Neither the models, nor their colorful packages, mention the name of the company that made them, so they were somewhat of a mystery, or at least a curiosity, when they were released. I don't recall seeing or hearing any advance press on these models before they appeared. I will say that they were welcome surprises in the era of only Camaro and Corvette promotional models being made.

The packages do not label the models as a specific year, and though they are most commonly considered 1988s, they are often listed as 1988 or 1989. The Regal is molded in a maroon metallic, with black A and B pillars, and a red interior, while the Reatta is a solid red, with a tan interior. (The regal pictured here has been repainted).


> Back to Top

One That Almost Was

One fact that remains a mystery to me is why the pot metal promotional models, even within the same automotive manufacturer's product line, were made in so many different scales. National Products made Buick promos, some in various scales "around" 1/32, up to and including 1950. Apparently, no 1951 Buick model was made, but for '52 and '53 Banthrico offered Buicks closer to (but slightly smaller than) 1/25 scale, which by then had become the industry standard.

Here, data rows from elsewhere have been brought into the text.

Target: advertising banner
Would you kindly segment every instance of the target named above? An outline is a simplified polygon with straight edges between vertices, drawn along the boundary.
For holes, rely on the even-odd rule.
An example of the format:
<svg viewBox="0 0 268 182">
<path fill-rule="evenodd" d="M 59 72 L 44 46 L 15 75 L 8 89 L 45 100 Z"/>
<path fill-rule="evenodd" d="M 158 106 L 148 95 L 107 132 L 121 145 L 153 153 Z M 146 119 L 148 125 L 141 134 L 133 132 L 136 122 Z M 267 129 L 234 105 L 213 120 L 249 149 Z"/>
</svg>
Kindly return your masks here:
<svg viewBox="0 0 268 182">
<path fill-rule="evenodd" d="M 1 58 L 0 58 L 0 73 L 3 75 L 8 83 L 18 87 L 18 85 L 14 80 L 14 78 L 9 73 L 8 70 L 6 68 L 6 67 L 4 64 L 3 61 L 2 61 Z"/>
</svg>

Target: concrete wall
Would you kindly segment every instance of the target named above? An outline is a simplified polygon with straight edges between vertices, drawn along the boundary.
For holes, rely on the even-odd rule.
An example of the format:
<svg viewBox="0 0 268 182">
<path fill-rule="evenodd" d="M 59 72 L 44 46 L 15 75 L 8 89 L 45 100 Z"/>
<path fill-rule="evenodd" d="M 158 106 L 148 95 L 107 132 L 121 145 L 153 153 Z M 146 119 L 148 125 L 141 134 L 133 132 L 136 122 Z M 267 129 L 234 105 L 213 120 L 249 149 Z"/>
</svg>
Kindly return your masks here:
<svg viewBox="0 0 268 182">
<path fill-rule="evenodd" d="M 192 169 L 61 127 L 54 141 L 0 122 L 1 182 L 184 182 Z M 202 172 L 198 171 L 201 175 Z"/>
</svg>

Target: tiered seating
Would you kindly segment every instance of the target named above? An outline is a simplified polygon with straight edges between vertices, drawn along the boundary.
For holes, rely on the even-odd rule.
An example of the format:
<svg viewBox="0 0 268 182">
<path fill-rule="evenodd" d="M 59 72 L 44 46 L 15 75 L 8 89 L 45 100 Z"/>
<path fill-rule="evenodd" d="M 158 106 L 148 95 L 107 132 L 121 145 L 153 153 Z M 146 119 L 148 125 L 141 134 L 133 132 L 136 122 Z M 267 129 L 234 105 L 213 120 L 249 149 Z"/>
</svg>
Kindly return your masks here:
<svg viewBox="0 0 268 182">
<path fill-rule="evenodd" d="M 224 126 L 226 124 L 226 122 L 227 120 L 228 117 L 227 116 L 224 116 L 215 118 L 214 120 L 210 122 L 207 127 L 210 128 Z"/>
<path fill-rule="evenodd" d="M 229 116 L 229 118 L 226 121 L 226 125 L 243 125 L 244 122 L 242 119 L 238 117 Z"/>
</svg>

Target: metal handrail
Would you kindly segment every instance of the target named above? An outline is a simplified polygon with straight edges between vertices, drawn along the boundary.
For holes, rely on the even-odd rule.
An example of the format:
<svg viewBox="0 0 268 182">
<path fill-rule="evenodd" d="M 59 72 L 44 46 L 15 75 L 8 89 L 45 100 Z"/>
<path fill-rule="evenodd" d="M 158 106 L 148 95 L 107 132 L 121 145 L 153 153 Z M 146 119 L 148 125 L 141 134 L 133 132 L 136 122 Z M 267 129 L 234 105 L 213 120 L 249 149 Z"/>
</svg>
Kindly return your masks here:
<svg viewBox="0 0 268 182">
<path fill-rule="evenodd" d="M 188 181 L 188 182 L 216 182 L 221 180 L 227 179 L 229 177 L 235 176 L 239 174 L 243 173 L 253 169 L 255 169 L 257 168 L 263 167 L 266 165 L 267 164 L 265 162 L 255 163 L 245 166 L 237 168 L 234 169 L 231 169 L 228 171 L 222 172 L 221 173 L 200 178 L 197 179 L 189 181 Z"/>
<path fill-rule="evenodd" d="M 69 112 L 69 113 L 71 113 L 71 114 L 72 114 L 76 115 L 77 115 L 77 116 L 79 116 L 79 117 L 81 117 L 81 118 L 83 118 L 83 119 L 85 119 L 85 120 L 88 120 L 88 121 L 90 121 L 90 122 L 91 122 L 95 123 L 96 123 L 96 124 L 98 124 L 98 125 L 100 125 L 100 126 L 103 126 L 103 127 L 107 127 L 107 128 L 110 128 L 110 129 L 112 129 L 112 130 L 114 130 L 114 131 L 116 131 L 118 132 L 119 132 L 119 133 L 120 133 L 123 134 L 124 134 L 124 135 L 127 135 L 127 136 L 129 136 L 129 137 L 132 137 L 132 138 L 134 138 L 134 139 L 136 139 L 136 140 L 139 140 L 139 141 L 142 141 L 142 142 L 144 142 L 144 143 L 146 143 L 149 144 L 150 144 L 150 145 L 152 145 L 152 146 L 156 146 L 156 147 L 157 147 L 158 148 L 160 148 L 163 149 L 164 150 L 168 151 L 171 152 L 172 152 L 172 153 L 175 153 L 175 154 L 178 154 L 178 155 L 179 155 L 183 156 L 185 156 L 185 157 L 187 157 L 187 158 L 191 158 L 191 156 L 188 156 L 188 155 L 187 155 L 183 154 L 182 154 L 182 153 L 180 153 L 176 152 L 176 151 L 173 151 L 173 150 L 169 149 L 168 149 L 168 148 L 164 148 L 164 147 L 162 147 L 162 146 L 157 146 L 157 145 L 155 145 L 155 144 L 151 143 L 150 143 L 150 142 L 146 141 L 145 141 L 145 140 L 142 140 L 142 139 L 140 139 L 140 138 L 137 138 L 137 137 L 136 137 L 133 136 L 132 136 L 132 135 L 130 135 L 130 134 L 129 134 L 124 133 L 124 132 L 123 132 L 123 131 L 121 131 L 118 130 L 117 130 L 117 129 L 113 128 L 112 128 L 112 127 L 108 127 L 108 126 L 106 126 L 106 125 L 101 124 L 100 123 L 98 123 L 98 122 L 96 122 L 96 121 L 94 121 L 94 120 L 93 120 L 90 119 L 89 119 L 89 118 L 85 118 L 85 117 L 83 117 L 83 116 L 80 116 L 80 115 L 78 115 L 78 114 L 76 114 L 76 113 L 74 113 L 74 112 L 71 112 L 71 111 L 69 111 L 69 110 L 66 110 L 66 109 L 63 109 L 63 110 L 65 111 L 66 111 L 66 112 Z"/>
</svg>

The 1950 Buick Super pictured in the group photos is a plaster cast (partial) copy of a pot metal original, in the scale of approximately 1/33. The pot metal model was a decent replica of the '50 Buick...and the only one I had been aware of.

Several years ago, at the Old Town Escorts model car show in Chicago, I happened upon a 1950 Buick resin body, with separate chrome bumpers and grille...in 1/25 scale. It was a Mil Buck model,being offered by the late Bill Buckingham, who was a well known model car collector. Eventually I learned it was joint endeavor of Mr. Buckingham and Dean Milano, hence the name Mil Buck. Dean Milano should be familiar to long time readers of the former Scale Auto Enthusiast Magazine, as he was a prolific and proficient replica stock model builder, who replicated many unusual vehicles of which there were no commercially produced models. Several of his conversions were featured in Scale Auto in the 1980s. Some may remember that for a time Dean also operated a toy museum. Unfortunately museums require steady income to continue operating. Unfortunately I didn't get to see the museum before it had to close, but it was most interesting to read about it and see the photos in a magazine article.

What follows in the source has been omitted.